Le texte de cette page a été corrigé et est conforme au fac-similé.

Ce dessein impliquait l’occupation de Venise, matière de l’échange futur. De ce côté, les occasions ne manquaient pas. L’affaire de Vérone aurait suffi ; il s’en présenta une autre : un corsaire français, le Libérateur de l’Italie, voulant forcer le passage du Lido, avait été reçu à coups de canon et capturé ; les Esclavons avaient tué le capitaine. C’était un casas belli dans toutes les formes. Le Sénat de Venise envoya aussitôt une députation faire amende honorable au quartier général. « Je ne puis vous recevoir, écrivit Bonaparte le 30 avril ; vous et votre Sénat êtes dégouttans du sang français.
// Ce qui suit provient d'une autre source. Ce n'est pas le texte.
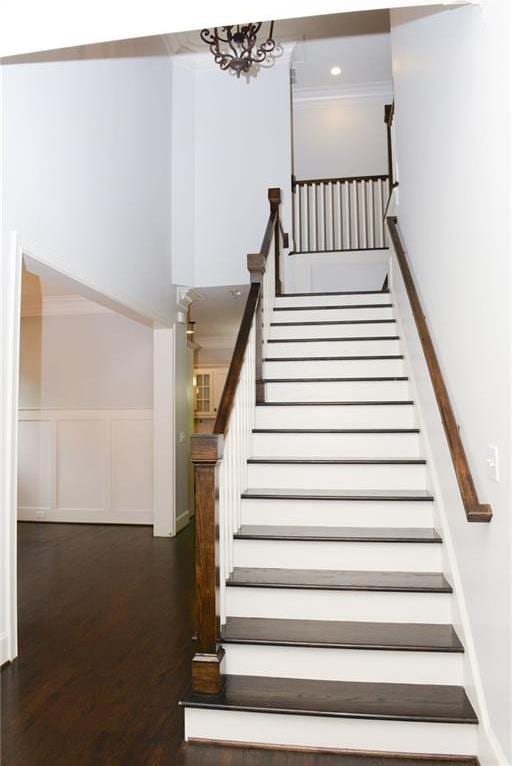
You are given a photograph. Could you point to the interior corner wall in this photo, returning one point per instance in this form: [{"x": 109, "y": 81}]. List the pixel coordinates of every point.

Quand vous aurez fait remettre en mes mains l’amiral qui a donné l’ordre de faire feu, le commandant de la tour et les inquisiteurs qui dirigent la police de Venise, j’écouterai vos justifications. Vous voudrez bien évacuer dans le plus court délai le continent de l’Italie. » Voilà donc leur terre ferme conquise, et, par suite, échangeable dans les règles et selon les précédens des partages classiques.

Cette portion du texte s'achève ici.